Because of those concerns, many of the participating analytics companies have taken steps to create data safeguards and options for players and teams to customize the types of information generated and shared.
“We actually have 27 layers of privacy settings between sharing everything and sharing nothing,” said Will Ahmed, founder and chief executive of Boston-based Whoop. “It can’t just be a binary thing, because privacy isn’t binary. But ultimately, what we’re looking to do is help athletes have longer, healthier and more productive careers.”

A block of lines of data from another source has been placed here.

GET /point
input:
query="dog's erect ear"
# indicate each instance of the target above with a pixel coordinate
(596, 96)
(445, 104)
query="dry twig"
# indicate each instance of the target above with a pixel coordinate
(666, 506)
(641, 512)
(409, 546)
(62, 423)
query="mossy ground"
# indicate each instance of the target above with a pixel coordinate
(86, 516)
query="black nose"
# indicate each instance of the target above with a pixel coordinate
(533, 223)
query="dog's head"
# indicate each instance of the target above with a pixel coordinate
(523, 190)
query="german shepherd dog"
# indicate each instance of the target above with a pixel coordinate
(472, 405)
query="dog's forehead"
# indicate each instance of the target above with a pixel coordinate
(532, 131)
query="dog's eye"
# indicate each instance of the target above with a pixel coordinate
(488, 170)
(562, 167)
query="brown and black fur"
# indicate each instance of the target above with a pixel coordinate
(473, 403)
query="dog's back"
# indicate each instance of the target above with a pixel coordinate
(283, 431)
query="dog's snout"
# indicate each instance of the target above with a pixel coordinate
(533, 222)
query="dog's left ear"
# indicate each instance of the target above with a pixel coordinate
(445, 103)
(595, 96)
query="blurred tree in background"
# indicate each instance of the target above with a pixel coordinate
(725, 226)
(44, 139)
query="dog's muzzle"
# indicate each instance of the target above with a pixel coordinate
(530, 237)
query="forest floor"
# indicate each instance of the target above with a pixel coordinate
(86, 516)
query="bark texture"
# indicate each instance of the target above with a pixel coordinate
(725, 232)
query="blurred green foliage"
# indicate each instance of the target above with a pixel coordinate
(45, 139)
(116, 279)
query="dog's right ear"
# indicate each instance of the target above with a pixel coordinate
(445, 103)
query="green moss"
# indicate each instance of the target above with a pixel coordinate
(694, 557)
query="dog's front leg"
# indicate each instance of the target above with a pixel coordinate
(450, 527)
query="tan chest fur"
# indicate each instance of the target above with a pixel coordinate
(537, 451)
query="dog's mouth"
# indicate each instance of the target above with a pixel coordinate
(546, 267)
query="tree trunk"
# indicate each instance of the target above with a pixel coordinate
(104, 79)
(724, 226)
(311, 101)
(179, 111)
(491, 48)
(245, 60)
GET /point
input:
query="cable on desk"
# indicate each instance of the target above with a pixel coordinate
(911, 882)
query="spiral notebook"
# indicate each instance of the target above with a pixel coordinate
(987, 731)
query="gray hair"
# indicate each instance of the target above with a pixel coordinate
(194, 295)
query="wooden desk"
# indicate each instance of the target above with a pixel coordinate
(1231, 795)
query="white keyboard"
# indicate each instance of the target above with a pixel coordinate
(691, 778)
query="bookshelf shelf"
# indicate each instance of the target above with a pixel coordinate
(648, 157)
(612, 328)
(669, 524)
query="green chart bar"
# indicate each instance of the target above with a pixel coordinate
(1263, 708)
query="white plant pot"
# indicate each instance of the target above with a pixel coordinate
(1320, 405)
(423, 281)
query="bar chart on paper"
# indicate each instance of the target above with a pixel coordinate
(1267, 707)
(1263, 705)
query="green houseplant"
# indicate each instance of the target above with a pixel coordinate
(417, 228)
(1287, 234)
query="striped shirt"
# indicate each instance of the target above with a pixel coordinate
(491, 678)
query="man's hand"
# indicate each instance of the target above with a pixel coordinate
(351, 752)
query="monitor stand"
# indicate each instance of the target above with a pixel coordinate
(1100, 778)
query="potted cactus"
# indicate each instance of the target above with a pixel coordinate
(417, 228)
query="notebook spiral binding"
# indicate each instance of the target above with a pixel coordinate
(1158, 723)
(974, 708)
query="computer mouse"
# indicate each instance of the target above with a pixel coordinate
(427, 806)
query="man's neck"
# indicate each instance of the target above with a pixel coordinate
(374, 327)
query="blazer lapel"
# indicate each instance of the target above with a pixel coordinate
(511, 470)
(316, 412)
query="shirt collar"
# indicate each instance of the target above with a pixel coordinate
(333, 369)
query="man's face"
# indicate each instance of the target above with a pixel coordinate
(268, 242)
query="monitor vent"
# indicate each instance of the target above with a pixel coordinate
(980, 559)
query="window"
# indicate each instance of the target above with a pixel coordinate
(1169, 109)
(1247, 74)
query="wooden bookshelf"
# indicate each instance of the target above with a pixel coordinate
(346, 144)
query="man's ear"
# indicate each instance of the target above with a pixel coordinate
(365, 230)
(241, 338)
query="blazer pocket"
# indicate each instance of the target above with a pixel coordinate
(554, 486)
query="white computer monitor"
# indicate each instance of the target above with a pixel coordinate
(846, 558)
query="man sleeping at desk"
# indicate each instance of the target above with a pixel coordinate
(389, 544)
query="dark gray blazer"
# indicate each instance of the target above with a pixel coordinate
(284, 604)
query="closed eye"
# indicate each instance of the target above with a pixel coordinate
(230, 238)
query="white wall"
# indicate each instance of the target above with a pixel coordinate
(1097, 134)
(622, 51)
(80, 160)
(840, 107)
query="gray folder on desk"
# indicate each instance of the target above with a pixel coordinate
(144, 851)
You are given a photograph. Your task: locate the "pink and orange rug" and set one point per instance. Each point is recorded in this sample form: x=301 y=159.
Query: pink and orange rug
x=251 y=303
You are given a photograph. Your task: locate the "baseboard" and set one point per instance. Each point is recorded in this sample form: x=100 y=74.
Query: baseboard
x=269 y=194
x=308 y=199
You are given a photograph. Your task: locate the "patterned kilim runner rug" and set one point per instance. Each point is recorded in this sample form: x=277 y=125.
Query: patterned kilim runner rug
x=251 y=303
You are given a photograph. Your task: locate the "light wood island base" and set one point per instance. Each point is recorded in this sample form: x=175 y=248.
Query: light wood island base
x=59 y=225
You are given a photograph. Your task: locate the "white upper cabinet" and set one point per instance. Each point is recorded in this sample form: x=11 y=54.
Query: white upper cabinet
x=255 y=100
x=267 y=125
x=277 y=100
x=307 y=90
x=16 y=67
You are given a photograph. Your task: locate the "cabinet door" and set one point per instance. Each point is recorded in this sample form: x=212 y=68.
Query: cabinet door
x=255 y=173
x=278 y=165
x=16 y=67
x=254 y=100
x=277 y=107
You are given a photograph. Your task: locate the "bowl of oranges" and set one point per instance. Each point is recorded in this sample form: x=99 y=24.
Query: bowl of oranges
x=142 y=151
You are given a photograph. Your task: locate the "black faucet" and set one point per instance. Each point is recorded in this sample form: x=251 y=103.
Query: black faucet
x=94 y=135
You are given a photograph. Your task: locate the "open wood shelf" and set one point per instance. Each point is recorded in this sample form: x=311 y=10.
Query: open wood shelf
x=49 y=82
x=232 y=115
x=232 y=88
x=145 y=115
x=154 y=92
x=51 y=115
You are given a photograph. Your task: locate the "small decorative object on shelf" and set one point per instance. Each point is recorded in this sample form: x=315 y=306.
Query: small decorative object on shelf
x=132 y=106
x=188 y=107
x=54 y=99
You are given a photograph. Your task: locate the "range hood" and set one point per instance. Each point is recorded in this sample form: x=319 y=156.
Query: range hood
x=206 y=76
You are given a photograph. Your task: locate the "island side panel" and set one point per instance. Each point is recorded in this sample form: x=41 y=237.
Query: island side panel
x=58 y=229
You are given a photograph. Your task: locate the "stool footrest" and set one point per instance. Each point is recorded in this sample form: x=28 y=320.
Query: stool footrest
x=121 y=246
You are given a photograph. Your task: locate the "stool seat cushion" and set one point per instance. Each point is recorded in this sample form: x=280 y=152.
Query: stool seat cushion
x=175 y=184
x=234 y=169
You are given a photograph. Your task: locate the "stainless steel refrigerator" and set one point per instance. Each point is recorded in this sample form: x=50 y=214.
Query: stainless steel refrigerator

At baseball’s winter meetings last December, Whoop released the findings of a study involving 230 minor league players, touted as one of the largest studies of its type ever in the sport. The company found direct correlations between diminished recovery periods and player injuries, and that it typically took two days after travel for players to recover to normal, pre-travel body standards. Increased recovery times also corresponded directly to higher fastball velocities for pitchers, and higher exit velocities for hitters.
The findings were generally consistent with an increased focus around the sports industry on the importance of rest for high-level athletes.
Beyond player concerns over the use and security of biometric data, there is also some skepticism around the sport that the various sensor designs are still too bulky, heavy or obtrusive to produce meaningful data. And industry sources said the in-game participation among MLB players last year with the Motus or Zephyr devices was minimal, perhaps amounting to no more than a few dozen players.
And much like many other analytics systems, much more data and time are needed for wearable technologies in baseball to build up truly meaningful context. Similarly, MLB Advanced Media this season is expanding its radar and optical tracking-based Statcast system with the introduction of hit and catch probabilities on batted balls. But those new offerings required three years of development work, and the tracking and analysis of more than 328,000 balls in play over the last two seasons.
“You need to have a baseline in place to be able to know if you’re deviating off of that, so that’s the first step we’re looking to establish,” Kopp said.
Approval of the four analytics companies for in-game use, though overseen by the league and union to check for issues such as player safety, is driven initially by individual teams and their desire to use the various products. The companies involved typically receive hardware and software fees for the devices and analytics, with Whoop for example charging $1,200 per player, per year.